Insiden penembakan yang menewaskan lima Pekerja Migran Indonesia (PMI) oleh aparat Malaysia telah menjadi topik perbincangan yang hangat dan mengundang keprihatinan luas. Wakil Ketua Komisi IX, Nihayatul Wafiroh, menyatakan bahwa kejadian tragis ini mengungkapkan betapa rentannya posisi PMI di luar negeri, terutama di Malaysia yang merupakan salah satu negara tujuan terbanyak bagi pekerja migran asal Indonesia. Hal ini menunjukkan adanya kebutuhan mendesak untuk mengevaluasi sistem perlindungan bagi PMI yang bekerja di luar negeri.
Nihayatul menegaskan bahwa keberadaan PMI sangat penting dalam perekonomian Indonesia, baik dari sisi kontribusi remitansi maupun pengembangan sumber daya manusia. Namun, insiden penembakan ini menambah panjang daftar tantangan yang harus dihadapi oleh para pekerja migran. “Banyak PMI yang menghadapi berbagai masalah, termasuk kekerasan dan ketidakpastian hukum,” ujarnya, Rabu (29/1). Keadaan ini diperparah oleh keterbatasan akses terhadap lembaga perlindungan di negara tempat mereka bekerja.
Menurut data yang ada, sejumlah besar PMI berada dalam situasi rentan sehingga mereka sering kali menjadi korban kekerasan dan eksploitasi. Nihayatul mendesak pemerintah Indonesia untuk segera mengambil langkah tegas dalam memperbaiki sistem perlindungan PMI, baik di dalam negeri maupun di negara tujuan. “Pemerintah harus terus memperkuat hubungan dengan negara tempat PMI bekerja, termasuk Malaysia, untuk memastikan adanya mekanisme perlindungan yang lebih baik,” imbuhnya.
Lebih lanjut, Ketua Umum DPP Perempuan Bangsa tersebut menyarankan agar pemerintah melakukan pembenahan serius terkait kebijakan pengiriman tenaga kerja. Salah satu langkah penting adalah memastikan bahwa setiap PMI mendapatkan hak-haknya, termasuk perlindungan dari agen tenaga kerja. Keberadaan agen-agen yang sering melakukan penipuan dan eksploitasi harus diawasi secara ketat.

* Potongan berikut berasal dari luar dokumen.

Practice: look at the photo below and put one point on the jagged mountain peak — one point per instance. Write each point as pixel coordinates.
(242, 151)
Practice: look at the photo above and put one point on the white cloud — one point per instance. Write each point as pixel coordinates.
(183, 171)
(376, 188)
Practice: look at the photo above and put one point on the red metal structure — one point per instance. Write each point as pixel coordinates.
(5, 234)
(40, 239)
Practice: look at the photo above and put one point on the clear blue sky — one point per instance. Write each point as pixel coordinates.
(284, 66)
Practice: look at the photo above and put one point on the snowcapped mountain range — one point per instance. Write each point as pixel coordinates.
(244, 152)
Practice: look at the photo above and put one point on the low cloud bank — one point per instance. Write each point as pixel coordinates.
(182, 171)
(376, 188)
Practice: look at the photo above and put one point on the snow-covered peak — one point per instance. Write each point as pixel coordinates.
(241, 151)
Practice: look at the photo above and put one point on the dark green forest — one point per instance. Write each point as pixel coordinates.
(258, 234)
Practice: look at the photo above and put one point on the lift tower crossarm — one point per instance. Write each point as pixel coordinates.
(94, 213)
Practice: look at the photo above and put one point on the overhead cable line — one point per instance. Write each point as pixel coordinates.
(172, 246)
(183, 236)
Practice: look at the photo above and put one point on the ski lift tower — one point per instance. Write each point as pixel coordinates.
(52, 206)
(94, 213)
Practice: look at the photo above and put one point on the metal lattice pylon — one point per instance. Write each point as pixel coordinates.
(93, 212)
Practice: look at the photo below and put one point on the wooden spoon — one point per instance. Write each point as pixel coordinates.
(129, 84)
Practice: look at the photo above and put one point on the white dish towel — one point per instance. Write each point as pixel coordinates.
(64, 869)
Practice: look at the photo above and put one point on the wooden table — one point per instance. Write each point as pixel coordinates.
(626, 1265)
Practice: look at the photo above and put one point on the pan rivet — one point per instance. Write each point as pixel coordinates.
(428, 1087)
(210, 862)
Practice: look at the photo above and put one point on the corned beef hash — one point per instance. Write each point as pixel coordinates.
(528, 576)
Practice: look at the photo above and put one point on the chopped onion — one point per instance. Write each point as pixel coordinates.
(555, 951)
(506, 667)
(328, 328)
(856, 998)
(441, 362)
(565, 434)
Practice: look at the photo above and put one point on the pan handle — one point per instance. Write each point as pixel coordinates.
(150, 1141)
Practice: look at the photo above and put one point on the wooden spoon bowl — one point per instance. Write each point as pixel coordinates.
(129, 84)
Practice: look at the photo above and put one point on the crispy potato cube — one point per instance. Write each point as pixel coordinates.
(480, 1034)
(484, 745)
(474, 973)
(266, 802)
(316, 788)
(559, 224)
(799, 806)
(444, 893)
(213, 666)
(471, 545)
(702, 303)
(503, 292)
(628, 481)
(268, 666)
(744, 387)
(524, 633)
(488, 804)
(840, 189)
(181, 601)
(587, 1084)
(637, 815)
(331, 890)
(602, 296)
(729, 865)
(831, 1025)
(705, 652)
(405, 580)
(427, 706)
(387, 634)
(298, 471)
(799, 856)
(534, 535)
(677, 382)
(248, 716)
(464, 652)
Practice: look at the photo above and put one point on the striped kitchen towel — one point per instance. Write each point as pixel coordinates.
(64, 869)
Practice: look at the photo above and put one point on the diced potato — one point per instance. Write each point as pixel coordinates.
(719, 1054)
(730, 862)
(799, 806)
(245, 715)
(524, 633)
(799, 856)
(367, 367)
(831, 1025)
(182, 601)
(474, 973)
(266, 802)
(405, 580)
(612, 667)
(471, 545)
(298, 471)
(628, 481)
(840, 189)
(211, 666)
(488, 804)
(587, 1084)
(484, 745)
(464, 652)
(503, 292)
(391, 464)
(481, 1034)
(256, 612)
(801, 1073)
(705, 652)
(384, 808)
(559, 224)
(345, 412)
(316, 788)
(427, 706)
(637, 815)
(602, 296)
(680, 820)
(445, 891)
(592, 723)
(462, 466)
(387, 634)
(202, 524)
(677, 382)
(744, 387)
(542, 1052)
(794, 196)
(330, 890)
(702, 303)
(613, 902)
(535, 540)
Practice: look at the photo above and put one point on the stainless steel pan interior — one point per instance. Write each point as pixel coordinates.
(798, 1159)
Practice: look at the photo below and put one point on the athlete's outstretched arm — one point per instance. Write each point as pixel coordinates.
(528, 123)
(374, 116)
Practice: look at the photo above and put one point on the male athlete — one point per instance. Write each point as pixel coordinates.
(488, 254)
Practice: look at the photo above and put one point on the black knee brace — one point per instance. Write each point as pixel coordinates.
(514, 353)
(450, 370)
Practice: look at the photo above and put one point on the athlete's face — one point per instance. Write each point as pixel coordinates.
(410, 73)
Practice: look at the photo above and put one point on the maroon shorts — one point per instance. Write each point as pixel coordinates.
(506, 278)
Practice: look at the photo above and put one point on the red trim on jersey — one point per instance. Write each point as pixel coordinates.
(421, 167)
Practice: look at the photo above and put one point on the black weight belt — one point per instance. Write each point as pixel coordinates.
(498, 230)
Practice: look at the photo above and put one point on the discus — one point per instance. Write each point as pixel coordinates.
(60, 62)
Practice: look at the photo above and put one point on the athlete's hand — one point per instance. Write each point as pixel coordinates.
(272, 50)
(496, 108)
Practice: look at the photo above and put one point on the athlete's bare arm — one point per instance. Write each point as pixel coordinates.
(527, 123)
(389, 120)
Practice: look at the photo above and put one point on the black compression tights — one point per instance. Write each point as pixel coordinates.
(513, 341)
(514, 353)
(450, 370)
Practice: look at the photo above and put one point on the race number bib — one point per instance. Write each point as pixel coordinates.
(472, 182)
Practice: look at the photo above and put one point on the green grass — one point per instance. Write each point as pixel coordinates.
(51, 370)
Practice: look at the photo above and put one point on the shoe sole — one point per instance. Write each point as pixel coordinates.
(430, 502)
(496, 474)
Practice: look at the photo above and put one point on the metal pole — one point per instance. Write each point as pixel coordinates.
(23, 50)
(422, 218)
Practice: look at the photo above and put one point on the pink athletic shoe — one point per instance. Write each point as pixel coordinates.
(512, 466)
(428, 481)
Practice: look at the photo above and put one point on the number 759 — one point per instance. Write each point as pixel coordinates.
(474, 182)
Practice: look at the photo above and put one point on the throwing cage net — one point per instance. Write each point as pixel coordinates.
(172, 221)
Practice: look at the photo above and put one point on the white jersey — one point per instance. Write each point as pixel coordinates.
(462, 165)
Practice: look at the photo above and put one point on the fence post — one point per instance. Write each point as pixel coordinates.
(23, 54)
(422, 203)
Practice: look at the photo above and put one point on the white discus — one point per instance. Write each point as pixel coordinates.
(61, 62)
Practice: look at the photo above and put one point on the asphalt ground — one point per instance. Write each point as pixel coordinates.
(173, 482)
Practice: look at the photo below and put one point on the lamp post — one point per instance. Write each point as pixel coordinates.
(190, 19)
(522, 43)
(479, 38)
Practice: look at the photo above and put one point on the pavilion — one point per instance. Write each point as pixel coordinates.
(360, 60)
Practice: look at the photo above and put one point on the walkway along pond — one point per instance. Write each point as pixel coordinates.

Beberapa solusi yang diusulkan untuk meningkatkan perlindungan PMI meliputi:
1. Revisi kebijakan terkait pengiriman tenaga kerja.
2. Pengawasan yang lebih ketat terhadap agen tenaga kerja.
3. Pelatihan dan penyuluhan keamanan bagi PMI.
4. Pemahaman tentang komunikasi dengan kedutaan atau konsulat Indonesia setempat.
5. Penyediaan dana atau asuransi perlindungan sosial bagi PMI.
Nihayatul juga menekankan pentingnya peran konsuler yang harus lebih aktif dalam melindungi warga negara Indonesia yang berada dalam situasi berbahaya. “Sistem hukum harus dapat memberikan dukungan perlindungan kepada PMI agar mereka merasa aman,” katanya, menambahkan perlunya pengawasan yang lebih ketat terhadap kondisi pekerja.
Dalam mendukung perlindungan PMI, Komisi IX DPR akan berjuang untuk memenuhi hak-hak mereka agar dapat bekerja dengan aman dan bermartabat. “Insiden ini harus menjadi pelajaran berharga agar tidak terulang kembali di masa depan,” ujar Nihayatul.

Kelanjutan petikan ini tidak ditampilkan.